# [SOLVED] Oblivion - Screen goes black when in sneak mode.



## uw4nka (Sep 15, 2007)

Since I changed my graphics card to a GeForce 8800 GTS, I've been having a minor issue with Oblivion - but it can be irritating.

Basically when I'm in sneak mode, it seems when I am looking in a certain direction, the screen just blanks out. If I move the mouse up or down, it'll come back out of it, it's just at certain seemingly random points.

A quick Google search revealed a few other people with the same problem, a couple of those using 8800s.

Also, the HUD still remains.. I can move about okay, still see the crosshair and everything. Just all the textures vanish.

This is not an issue with Vista - I was having the same problem on XP, right after I upgraded to this card. I have updated my drivers several times since I got it as well. I am also running the latest version of the game.

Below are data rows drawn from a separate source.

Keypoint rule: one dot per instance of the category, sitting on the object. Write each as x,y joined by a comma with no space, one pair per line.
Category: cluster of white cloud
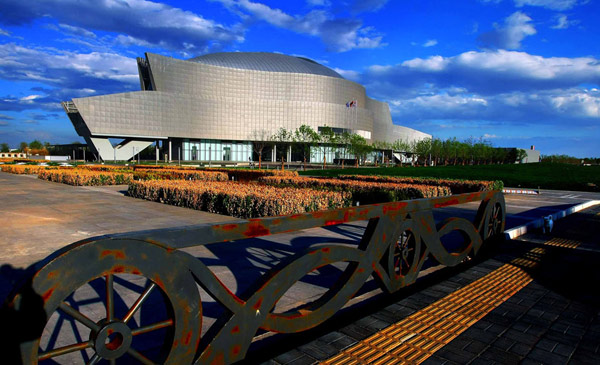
490,85
139,21
68,74
509,36
549,4
338,34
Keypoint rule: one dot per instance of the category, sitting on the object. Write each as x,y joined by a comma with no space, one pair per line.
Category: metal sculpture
396,242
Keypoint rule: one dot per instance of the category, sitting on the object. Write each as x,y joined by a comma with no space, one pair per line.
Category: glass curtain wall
215,150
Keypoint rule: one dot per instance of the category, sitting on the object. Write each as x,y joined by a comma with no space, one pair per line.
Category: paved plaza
549,315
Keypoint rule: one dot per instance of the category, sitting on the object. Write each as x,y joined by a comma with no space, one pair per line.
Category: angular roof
262,61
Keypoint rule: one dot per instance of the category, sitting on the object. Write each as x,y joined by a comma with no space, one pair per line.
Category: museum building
214,107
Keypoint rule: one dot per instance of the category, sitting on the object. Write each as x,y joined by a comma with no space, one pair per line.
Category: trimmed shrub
362,191
456,186
245,175
176,174
86,178
23,169
105,168
237,199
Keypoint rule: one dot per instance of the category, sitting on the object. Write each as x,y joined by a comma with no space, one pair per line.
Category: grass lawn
534,175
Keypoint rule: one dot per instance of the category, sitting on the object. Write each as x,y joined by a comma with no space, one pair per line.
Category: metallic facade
228,97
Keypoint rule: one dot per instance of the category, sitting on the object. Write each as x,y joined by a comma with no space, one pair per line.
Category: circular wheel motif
404,258
405,252
115,302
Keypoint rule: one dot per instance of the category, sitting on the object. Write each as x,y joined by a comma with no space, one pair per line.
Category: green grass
542,175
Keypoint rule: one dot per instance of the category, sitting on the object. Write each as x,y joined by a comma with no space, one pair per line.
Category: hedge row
162,167
236,199
177,174
87,178
364,192
245,175
456,186
23,169
105,168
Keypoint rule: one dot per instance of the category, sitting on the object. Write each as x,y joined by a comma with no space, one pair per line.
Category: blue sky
515,72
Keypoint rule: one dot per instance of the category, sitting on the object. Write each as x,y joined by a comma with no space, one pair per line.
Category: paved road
534,301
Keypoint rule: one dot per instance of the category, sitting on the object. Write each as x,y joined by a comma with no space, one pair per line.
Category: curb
515,232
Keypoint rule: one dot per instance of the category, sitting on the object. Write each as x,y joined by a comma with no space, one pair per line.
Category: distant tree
283,139
326,142
422,149
36,145
358,146
521,154
305,137
23,147
260,140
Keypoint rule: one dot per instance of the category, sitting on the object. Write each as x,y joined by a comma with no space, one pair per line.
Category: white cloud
433,64
509,36
359,6
77,31
562,22
348,74
152,22
318,2
549,4
67,74
486,72
338,34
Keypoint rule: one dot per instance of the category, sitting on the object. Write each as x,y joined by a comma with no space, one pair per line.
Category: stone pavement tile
564,350
504,357
436,360
319,350
455,355
475,347
520,349
584,357
503,343
546,357
289,356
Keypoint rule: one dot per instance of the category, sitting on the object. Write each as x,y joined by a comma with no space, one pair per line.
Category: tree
36,145
422,149
282,138
327,140
358,146
306,137
260,140
521,155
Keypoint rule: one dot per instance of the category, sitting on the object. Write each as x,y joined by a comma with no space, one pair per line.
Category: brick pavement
554,319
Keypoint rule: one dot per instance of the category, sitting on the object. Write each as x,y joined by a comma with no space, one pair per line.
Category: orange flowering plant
237,199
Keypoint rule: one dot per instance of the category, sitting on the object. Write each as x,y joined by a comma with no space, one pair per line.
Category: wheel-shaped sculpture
495,221
85,287
405,256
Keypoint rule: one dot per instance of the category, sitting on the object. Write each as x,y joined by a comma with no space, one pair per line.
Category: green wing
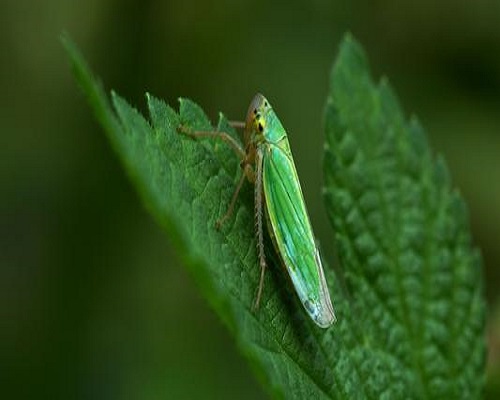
291,230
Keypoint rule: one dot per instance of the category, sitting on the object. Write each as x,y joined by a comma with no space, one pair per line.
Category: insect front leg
247,173
259,225
224,136
238,149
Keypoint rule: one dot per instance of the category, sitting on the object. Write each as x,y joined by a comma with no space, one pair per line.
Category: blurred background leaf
82,316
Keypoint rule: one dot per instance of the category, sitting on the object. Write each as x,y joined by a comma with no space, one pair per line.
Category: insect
266,161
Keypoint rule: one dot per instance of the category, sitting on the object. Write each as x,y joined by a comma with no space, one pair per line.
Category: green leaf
414,279
411,324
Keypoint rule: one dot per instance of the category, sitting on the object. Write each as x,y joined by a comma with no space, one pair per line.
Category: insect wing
292,231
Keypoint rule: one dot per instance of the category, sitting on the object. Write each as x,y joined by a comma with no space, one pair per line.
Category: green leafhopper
266,161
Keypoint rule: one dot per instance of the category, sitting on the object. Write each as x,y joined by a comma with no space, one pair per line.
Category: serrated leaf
370,352
414,278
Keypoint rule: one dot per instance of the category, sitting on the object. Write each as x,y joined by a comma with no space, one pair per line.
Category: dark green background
94,303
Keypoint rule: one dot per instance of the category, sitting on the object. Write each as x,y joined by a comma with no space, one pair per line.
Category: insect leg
216,134
258,225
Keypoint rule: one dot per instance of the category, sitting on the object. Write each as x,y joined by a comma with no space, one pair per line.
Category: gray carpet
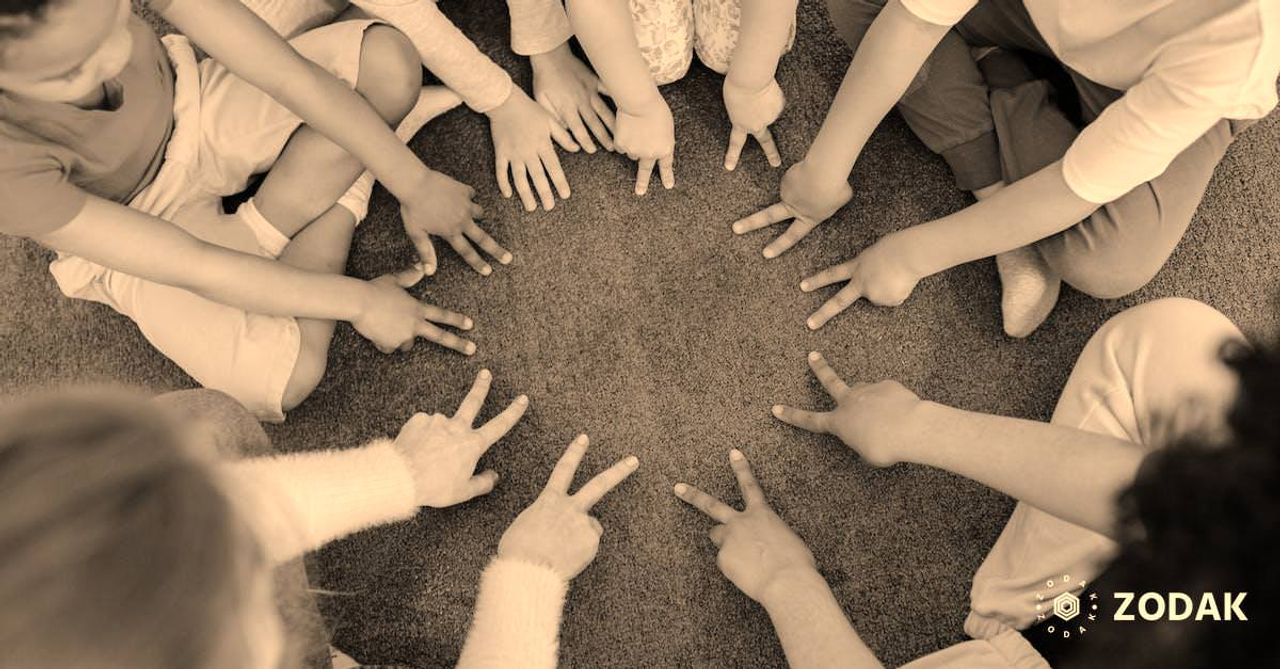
647,324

I was wondering if anyone else was aware of this issue or a way to resolve it?
Thanks


----------



## pharoah (Aug 28, 2006)

*Re: Oblivion - Screen goes black when in sneak mode.*

seems several have had this problem.most have fixed it by reinstalling the game.first though go into my documents,my games,oblivion,and delete the oblivion configuration settings file.next time you start oblivion it will redetect your hardware.you will have to set your video settings back to the way you had them.if that dont help a reinstall of the game may be needed.


----------



## pharoah (Aug 28, 2006)

*Re: Oblivion - Screen goes black when in sneak mode.*

here is a possible fix for this.

http://planetelderscrolls.gamespy.com/View.php?view=OblivionMods.Detail&id=2859


----------



## uw4nka (Sep 15, 2007)

*Re: Oblivion - Screen goes black when in sneak mode.*

Awesome, that mod did the trick. Thanks for that. =]
I tried reinstalling the game already. =P
Hell, I reinstalled my OS and it still did it.


----------



## pharoah (Aug 28, 2006)

*Re: Oblivion - Screen goes black when in sneak mode.*

cool glad that fixed ya up:wave:


----------